E a proposito dei fasti del passato, anzi, della veste dei fantasmi del passato, come canta Battisti, riaccendiamo le luci su Tom Ford, il cui ricordo oggi si fa ancora più presente e ingombrante. Era il 1990 quando iniziò il periodo di Ford alla guida di Gucci, un marchio che fino a quell’anno si trovava in forte crisi e che era alla ricerca di una nuova identità per conquistare il mercato americano e non solo.

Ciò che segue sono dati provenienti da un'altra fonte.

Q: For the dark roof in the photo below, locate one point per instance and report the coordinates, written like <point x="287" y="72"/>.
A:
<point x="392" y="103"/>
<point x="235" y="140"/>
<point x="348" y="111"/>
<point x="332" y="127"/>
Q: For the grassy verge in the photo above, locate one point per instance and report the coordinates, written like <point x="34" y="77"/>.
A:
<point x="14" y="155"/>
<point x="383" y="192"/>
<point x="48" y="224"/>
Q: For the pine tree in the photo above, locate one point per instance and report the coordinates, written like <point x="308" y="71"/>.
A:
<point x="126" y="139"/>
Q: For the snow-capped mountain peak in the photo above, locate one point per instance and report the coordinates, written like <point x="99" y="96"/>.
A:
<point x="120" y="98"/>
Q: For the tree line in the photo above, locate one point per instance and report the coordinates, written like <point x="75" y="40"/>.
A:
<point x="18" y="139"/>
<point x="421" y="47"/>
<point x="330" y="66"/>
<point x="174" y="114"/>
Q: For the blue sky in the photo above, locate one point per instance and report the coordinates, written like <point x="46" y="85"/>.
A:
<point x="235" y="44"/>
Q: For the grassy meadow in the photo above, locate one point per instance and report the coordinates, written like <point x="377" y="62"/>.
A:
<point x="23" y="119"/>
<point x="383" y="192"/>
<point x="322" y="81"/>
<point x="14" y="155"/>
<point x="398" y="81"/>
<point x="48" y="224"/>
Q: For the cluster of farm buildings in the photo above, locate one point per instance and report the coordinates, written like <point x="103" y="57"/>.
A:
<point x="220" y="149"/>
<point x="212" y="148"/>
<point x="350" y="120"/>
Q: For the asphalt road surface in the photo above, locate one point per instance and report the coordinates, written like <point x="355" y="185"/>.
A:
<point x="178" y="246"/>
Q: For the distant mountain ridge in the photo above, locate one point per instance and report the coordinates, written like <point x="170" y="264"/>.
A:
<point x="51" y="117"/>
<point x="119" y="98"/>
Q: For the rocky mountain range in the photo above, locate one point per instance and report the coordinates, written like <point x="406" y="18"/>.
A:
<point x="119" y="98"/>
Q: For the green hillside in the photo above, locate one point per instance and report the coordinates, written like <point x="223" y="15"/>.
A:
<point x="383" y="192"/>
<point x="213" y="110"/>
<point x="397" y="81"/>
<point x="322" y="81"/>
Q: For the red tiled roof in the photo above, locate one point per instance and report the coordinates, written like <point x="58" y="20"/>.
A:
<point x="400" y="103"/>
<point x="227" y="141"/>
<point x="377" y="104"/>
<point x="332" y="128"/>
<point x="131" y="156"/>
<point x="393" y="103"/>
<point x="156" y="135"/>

Tom Ford riuscì a compiere lo stesso miracolo di Alessandro Michele, a modo suo: trasformando Gucci in un brand esclusivo, sexy e peccaminoso, adorato da Madonna e da Kate Moss. I completi in gessato per lui e i look neri e audaci per lei – in una visione della donna che oggi risulterebbe altamente oggettificata – furono protagonisti di numerose campagne di successo passate alla storia.

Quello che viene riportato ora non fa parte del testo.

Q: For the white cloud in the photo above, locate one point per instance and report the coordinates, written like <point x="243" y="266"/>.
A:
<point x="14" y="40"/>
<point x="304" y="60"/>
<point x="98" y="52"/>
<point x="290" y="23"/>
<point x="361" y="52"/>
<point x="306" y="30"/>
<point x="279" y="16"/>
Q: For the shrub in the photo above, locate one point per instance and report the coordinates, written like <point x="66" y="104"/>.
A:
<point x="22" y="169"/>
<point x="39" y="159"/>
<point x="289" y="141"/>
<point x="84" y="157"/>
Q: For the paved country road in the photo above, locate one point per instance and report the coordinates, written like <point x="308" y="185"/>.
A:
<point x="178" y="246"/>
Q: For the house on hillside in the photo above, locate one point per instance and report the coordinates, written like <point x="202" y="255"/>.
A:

Nel 2021, la collezione Aria di Alessandro Michele aveva reso omaggio a questo DNA fordiano, trovando il consenso del regista e stilista texano, il quale, oggi, smentisce ogni possibilità di un suo ritorno come direttore creativo. Che sia questa, in ogni caso, la direzione futura di Gucci? Un ritorno a un’idea di stile più sobria e accattivante, dominata – come dicevamo prima – da una sartorialità contemporanea? Per il momento, le redini della prossima collezione sono affidate al team creativo rimasto orfano di Alessandro Michele. A loro è destinato il messaggio commosso dello stilista, pubblicato su Instagram qualche ora fa: «Senza di loro niente di tutto quello che ho costruito sarebbe stato possibile. A loro quindi il mio augurio più sincero: che possiate continuare a nutrirvi dei vostri sogni, materia sottile e impalpabile che rende una vita degna di essere vissuta. Che possiate continuare a nutrirvi di immaginari poetici ed inclusivi, rimanendo fedeli ai vostri valori. Che possiate sempre vivere delle vostre passioni, sospinti dal vento della libertà». Come considerazione finale, spiace prendere atto che Alessandro Michele non sarà più l’anima pulsante di Gucci, soprattutto per le ragioni che sono trapelate, ma siamo sicuri che sentiremo presto parlare di lui. Ciao, Lallo25.

(Consiglio spassionato per chi cerca un investimento sicuro: acquistate Gucci prima che i capi delle ultime collezioni vengano spazzati via con l’arrivo del nuovo direttore creativo. Tra poco potrebbero valere oro.)